A former GPB Capital Holdings managing director pleaded guilty to a single count of wire fraud in connection with an alleged $1.8 billion Ponzi-like scheme that U.S. prosecutors say defrauded thousands of investors.
Jeffrey Lash admitted at a hearing Tuesday to transferring $1,053,000 to GPB founder and ex-CEO David Gentile in 2016 to help dupe potential investors into thinking the money was portfolio revenue.
GPB holdings was the primary owner of Prime Automotive Group until 2021.
Lash, 54, of Naples, Fla., was charged in 2021 along with Gentile and another executive who the U.S. said used the funds to cover shortfalls and enrich themselves instead of securing returns for their customers.
Some 17,000 investors were affected, about 4,000 of them seniors, according to a related complaint by the U.S. Securities and Exchange Commission.
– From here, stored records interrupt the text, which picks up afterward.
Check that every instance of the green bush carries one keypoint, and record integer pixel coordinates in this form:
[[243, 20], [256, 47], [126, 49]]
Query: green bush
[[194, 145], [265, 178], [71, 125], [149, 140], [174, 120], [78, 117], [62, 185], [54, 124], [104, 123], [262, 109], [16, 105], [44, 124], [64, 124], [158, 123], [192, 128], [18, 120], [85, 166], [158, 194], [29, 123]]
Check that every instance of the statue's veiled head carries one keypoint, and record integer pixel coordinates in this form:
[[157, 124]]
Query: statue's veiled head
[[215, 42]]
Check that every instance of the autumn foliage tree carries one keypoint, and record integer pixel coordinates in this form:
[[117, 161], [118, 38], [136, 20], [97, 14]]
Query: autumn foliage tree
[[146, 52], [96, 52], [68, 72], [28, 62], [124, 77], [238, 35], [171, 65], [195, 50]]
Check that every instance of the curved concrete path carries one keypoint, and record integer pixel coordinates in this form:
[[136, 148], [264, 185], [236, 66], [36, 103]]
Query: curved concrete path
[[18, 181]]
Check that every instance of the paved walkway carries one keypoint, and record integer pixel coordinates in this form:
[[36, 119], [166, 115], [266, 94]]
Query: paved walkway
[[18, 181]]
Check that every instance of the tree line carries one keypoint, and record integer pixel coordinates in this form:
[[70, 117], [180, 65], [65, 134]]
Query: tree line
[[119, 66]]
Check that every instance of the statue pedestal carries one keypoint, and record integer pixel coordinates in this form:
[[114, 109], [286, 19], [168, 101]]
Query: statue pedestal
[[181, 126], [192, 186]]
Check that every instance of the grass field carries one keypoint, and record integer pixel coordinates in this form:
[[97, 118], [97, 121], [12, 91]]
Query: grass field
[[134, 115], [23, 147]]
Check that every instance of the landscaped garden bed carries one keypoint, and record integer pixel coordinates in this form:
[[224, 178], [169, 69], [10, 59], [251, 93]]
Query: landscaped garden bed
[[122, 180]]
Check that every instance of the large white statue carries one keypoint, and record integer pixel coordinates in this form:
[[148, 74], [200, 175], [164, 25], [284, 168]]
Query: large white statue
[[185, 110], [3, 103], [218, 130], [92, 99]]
If the allegations bear out, it would be one of the largest such schemes to target individual investors since the massive frauds of Bernard Madoff and Robert Allen Stanford came to light.
GPB sold Prime Automotive Group to Group 1 Automotive Inc. in the wake of these allegations and the filing of numerous lawsuits against the firm, the former CEO and two related companies and associates alleging securities fraud. The megadeal at the time was one of the largest dealership transactions in history.